Le notizie filtrano dai Monti Nuba con grande difficoltà. Quella che segue è un’arida cronaca di bombardamenti e sofferenze che si sono succeduti in una settimana come le altre.

Il 20 maggio 2013 alle 11.15 due caccia Sukhoi del Sudan Air Force (SAF) – la forza aerea sudanese – hanno sganciato una bomba sulla città di Buram. Alle 17.20 un Antonov della SAF ha sganciato altre 5 bombe su Buram. Non sono segnalati morti o feriti.

il 21 maggio 2013 alle 11.10 un Antonov (SAF) ha sganciato 4 bombe sulla città di Buram e 2 bombe sul villaggio di Tabanya. Non sono segnalati morti o feriti. In totale, nella settimana in questione, sono state sganciate 21 bombe nella zona di Buram.

Il 22 maggio 2013 alle 11.00 due caccia Sukhoi (SAF) hanno sganciato due bombe sul villaggio di Ngorbang. Le bombe sono cadute nei campi vicini, mentre i contadini stavano seminando, ma nessuno è rimasto ferito.

Il 23 maggio 2013 alle 9.30 un Antonov (SAF) ha sganciato 5 bombe sul villaggio di Jebel Kuwa ferendo leggermente due donne che sono state portate in una vicina postazione medica per essere curate.

Il 24 maggio 2013 alle 17.00 un aereo militare sudanese ha sganciato 9 bombe appena fuori dal villaggio di Kudi. Le bombe hanno colpito due case e mandato schegge di roccia nell’aria. Una scheggia ha colpito una bambina di un anno, uccidendola sul colpo. Altre schegge hanno ferito cinque bambini nascosti nello stesso rifugio antiaereo. Nell’attacco sono rimasti feriti sette civili adulti.

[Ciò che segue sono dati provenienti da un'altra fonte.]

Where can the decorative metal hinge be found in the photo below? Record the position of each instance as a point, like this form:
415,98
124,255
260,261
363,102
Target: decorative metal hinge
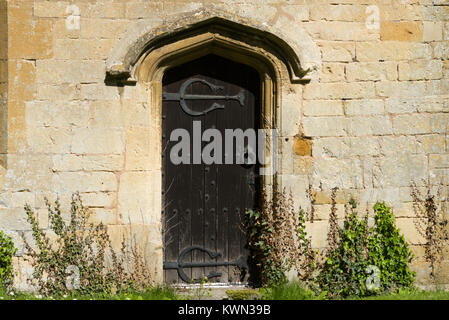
180,264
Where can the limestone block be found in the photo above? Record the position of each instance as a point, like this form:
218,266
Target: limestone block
392,145
342,173
421,70
333,72
433,143
302,165
82,48
99,28
446,69
401,89
338,13
356,90
50,9
439,176
322,108
56,114
72,162
324,126
363,146
28,38
441,50
142,151
14,219
320,197
291,113
99,200
99,91
399,171
406,11
363,107
317,231
370,125
104,9
139,197
440,122
406,209
401,31
388,195
340,31
57,92
323,211
49,139
17,240
412,124
297,186
330,147
106,114
28,171
408,229
392,51
23,72
98,141
17,199
70,182
302,146
446,31
138,10
25,272
104,216
439,161
69,71
337,51
371,71
433,31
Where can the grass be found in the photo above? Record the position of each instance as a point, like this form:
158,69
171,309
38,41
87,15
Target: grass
413,295
289,291
156,293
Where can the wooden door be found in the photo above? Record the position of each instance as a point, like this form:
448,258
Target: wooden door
205,204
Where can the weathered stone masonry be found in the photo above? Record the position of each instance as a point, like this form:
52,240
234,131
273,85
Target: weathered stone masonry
369,117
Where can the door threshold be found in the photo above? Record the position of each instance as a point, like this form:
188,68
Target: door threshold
211,285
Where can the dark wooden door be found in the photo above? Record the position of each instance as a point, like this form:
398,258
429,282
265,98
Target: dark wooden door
204,204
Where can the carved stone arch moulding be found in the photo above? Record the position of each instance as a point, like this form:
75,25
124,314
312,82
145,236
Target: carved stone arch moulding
144,54
300,55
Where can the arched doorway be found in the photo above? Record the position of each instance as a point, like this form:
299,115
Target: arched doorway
205,192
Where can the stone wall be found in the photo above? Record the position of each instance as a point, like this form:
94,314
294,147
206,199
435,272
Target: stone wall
373,118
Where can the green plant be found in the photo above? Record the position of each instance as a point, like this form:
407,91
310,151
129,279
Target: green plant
288,291
432,223
80,260
367,261
343,272
244,294
272,237
7,251
389,251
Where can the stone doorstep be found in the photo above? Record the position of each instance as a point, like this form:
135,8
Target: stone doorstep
212,291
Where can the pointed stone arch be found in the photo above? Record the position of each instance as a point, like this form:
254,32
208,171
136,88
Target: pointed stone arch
301,56
146,51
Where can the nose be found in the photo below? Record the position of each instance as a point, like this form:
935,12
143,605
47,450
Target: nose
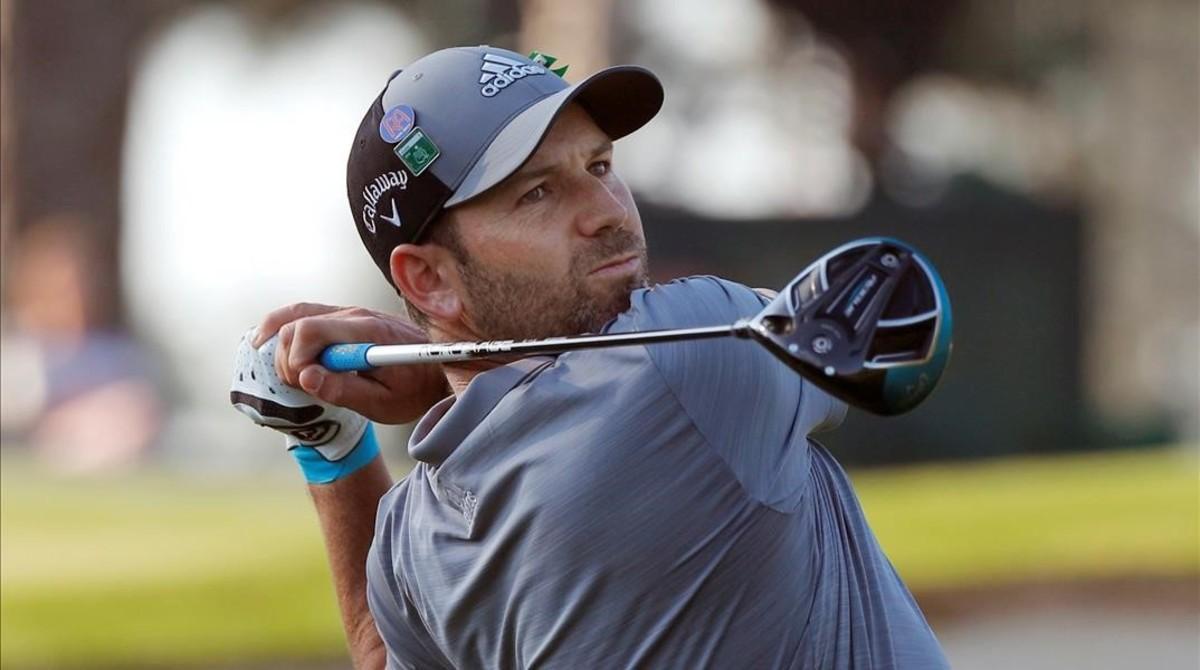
601,209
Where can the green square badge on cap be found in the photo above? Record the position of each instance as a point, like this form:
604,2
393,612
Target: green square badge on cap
417,151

Il 25 maggio 2013 alle 10.00 un Antonov (SAF) ha sganciato 3 bombe sul villaggio di Abu Hashim. Non sono segnalati morti o feriti.

Il 27 maggio le forze armate sudanesi hanno ripreso il controllo di Abu Kershola, a seguito del ritiro dalla città delle forza del SRF, che avevano preso il controllo della città lo scorso 27 aprile. Gli scontri ad Abu Kershola e villaggi circostanti hanno provocato 63.000 rifugiati, o sfollati interni (IDP Internally Displaced People, nel gergo delle agenzie umanitarie), come annunciato dall’Ufficio delle Nazioni Unite per il coordinamento degli affari umanitari (OCHA).
Save the Children Svezia ha rimesso in funzione quattro pompe a mano per fornire acqua a circa 2.000 persone nella zona di Dibeakir. Lo stesso gruppo ha anche migliorato le infrastrutture idriche a El Rahad (Nord Kordofan), dove ci sono più di 18.000 sfollati da Abu Kershola.
I ribelli SRF dopo la loro partenza dalla zona orientale del Sud Kordofan hanno fatto sapere che intendono effettuare altri attacchi nei prossimi giorni, accrescendo i timori che il conflitto in corso si estenda al resto del Nord Kordofan, alla città di Kosti e nella regione del Nilo Blu.
«La situazione della sicurezza nella zona di Abu Kershola è ancora fragile», afferma una valutazione effettuata dalla Mezzaluna Rossa sudanese. Tuttavia, circa 27.000 persone potrebbero tornare nella zona di Abu Kershola e hanno bisogno urgente di assistenza umanitaria.

Non ci sono giornalisti professionisti in tutta l’area Nuba, vasta quasi un terzo dell’Italia. C’è, che io sappia, un solo collegamento internet per via satellitare, mobile e sempre accuratamente camuffato. I tre ragazzi che lo gestiscono sono tutti ex-allievi delle scuole che Koinonia ha tenuto aperte fra i nuba fino a poco tempo fa. Uno di loro ieri, via Facebook (!) mi ha scritto: “Padre, prega per noi. Il Signore ti guidi sulla strada per tornare tra noi, e nutra il tuo cuore con la Sua pace”.

Sembrano solo fagotti abbandonati. Sono donne e bambini nuba fuggiti dalla battaglia di Abu Kershola.